Therefore, we propose the following research framework: aging attitudes affect life meaning and, consequently, psychological vulnerability. Reviewing the existing literature, it is clear that there are many studies on the relationship between any two of these constructs, but there is a lack of comprehensive and in-depth discussion that encompasses all three. The interaction mechanism between the three has not yet been demonstrated, and there is a lack of discussion on the special group of elderly patients with comorbidities.

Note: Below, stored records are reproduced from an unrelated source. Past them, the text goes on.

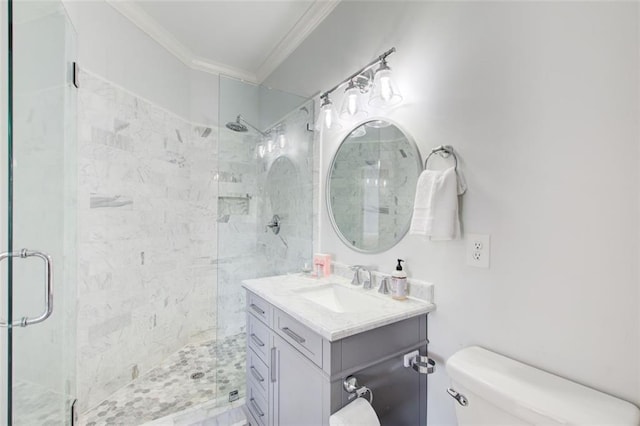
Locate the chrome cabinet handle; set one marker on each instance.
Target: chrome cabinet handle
(293, 335)
(255, 374)
(256, 408)
(273, 364)
(257, 309)
(48, 286)
(256, 340)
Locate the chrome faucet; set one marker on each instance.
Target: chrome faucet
(367, 284)
(384, 286)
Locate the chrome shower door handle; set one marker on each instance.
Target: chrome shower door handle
(48, 286)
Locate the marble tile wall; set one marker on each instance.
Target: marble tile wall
(279, 182)
(147, 236)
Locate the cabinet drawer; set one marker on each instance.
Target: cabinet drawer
(299, 336)
(258, 372)
(258, 337)
(259, 307)
(257, 405)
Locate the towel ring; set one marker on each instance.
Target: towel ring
(443, 151)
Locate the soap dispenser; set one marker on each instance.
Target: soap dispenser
(399, 282)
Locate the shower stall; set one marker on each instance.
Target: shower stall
(151, 221)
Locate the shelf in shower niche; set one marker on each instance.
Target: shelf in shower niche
(234, 204)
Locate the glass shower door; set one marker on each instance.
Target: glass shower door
(39, 238)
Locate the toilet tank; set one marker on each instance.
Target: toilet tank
(501, 391)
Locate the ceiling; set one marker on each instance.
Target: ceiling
(242, 39)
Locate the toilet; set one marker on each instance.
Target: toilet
(491, 389)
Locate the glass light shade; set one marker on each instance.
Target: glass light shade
(352, 103)
(328, 118)
(377, 124)
(358, 133)
(385, 92)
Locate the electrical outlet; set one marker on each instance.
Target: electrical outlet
(478, 250)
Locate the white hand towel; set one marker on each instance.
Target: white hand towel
(435, 209)
(357, 413)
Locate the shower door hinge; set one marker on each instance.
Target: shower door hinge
(76, 75)
(74, 413)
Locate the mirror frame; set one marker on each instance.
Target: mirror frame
(344, 136)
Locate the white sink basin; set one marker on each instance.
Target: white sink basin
(341, 299)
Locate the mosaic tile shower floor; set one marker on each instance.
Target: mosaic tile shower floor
(169, 387)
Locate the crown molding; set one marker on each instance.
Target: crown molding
(159, 34)
(316, 13)
(308, 22)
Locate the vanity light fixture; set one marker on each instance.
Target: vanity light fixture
(352, 102)
(384, 93)
(328, 116)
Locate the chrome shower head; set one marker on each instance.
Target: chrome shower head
(237, 126)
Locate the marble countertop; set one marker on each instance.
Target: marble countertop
(283, 292)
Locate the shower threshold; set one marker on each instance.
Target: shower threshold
(198, 375)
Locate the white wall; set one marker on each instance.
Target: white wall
(540, 100)
(110, 46)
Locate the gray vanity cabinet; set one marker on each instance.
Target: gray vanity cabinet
(297, 389)
(295, 376)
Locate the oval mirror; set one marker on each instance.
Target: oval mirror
(371, 186)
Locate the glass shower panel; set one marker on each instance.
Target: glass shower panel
(264, 179)
(42, 386)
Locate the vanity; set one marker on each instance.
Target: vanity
(305, 336)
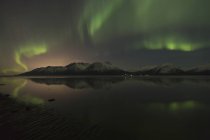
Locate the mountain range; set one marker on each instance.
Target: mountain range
(109, 69)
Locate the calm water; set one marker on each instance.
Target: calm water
(175, 108)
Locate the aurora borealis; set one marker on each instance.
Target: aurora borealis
(129, 33)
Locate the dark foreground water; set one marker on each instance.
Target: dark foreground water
(138, 108)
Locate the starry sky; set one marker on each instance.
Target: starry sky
(128, 33)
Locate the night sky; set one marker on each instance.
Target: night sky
(128, 33)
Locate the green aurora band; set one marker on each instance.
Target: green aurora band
(27, 51)
(110, 19)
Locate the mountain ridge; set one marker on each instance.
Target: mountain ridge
(106, 68)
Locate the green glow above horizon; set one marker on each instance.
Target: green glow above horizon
(173, 44)
(21, 53)
(28, 51)
(108, 19)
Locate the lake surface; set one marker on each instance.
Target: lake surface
(148, 108)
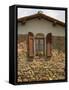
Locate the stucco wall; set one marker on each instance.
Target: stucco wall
(41, 26)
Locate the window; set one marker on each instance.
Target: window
(30, 44)
(39, 44)
(49, 44)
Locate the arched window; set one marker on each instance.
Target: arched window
(39, 44)
(49, 44)
(30, 44)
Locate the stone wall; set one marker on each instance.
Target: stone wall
(58, 42)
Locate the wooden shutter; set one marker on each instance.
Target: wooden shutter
(30, 44)
(49, 44)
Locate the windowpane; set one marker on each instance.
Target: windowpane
(39, 44)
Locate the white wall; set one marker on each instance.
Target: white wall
(41, 26)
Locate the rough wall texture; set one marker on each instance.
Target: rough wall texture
(38, 70)
(58, 42)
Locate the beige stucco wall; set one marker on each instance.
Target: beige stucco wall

Based on this, we conducted a cross-sectional survey on the psychological vulnerability, aging attitudes, and life meaning of elderly patients with chronic diseases. This study aims to provide a reference for identifying and reducing the psychological vulnerability of elderly patients with comorbidities by analysing the internal relationship between psychological vulnerability and aging attitudes and life meaning. This study assumes that aging attitudes have a direct impact on psychological vulnerability, with these attitudes also having an indirect impact on psychological vulnerability through the sense of life meaning. The purpose of this study is to verify the above hypothesis and provide a basis for the clinical implementation of targeted crisis intervention and formulation of aging policies.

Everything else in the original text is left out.